Des actions doivent être entreprises afin d’identifier de manière claire les obstacles ou blocages à cette prise de parole urbaine, de manière à intégrer les différents points de vue dès le début des processus d’élaboration des projets urbains. Ces paroles doivent être portées de manière collective. En clair, intégrer des femmes, des étrangers ou des personnes précaires dans un organe de consultation relève certes d’un enjeu démocratique mais ne suffit pas — loin s’en faut — à considérer que les paroles spécifiques des femmes, des étrangers et des précaires seront prises en compte. La présence d’individus relève d’une politique de diversité, tend à rendre l’exercice des décisions accessible non pas à tout le monde mais à quelques individus choisis, souvent invités à titre individuel pour donner une « image » d’ouverture. Or, l’intégration de points de vue spécifiques présuppose l’élaboration de paroles collectives par des groupes, paroles qui ne peuvent être remplacées par des « présences de sensibilités », comme on l’entend trop souvent. Les deux enjeux — la démocratisation de l’accès aux décisions et la prise en compte de paroles collectives de groupes particuliers — se confondent souvent dans la pratique, en ce compris dans la pratique associative.

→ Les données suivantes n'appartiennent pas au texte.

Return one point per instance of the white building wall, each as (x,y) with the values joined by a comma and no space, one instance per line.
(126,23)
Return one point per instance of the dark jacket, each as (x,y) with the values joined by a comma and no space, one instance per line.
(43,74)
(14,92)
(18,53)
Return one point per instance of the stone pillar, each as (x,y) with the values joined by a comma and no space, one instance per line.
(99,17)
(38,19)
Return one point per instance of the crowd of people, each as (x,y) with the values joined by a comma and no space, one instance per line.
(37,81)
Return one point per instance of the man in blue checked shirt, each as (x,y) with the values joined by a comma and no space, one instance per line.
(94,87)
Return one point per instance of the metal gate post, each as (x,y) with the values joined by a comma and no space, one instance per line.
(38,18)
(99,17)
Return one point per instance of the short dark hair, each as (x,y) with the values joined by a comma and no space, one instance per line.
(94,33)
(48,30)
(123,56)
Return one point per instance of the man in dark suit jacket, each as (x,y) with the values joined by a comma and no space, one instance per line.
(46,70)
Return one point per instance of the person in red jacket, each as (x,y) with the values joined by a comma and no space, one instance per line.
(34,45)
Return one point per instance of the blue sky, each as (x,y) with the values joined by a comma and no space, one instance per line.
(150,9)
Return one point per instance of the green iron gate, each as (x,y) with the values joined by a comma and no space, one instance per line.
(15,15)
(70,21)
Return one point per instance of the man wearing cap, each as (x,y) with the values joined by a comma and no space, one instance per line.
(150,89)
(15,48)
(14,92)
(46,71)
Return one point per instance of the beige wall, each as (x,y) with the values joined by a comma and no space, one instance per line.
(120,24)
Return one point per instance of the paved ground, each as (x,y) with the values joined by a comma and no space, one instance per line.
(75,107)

3. La nécessité de représentations des projets

Une piste importante de vulgarisation des projets urbains est sans conteste l’image : photographies, dessins, vidéos, représentations 3D...

Utilisée par certains promoteurs ou architectes bien connus (on se souvient tous du lobby imagé de Calatrava pour promouvoir sa vision de l’aménagement de la place des Guillemins via d’abord une carte de voeux puis sur les écrans censés afficher les horaires des trains dans la gare) pour préparer l’imaginaire collectif à l’arrivée d’un projet, le visuel impacte indéniablement les esprits.

Ce n’est cependant pas comme outil publicitaire que nous souhaitons généraliser les représentations imagées des projets urbains. Il s’agit au contraire d’outils permettant une vulgarisation de ces projets, avec la nécessité d’en donner plusieurs représentations, sous des angles différents ou en trois dimensions (voire plus si l’on ajoute du son, différentes possibilités d’éclairage, etc.). Les images sont plus facilement compréhensibles par tout un chacun. Elles incarnent des projets qui ne sont par définition pas encore réalité et qu’il peut être compliqué d’imaginer. Elles permettent en plus d’identifier certains enjeux invisibles par le texte et de montrer des lieux à différents moments de la journée, de la semaine, de l’année.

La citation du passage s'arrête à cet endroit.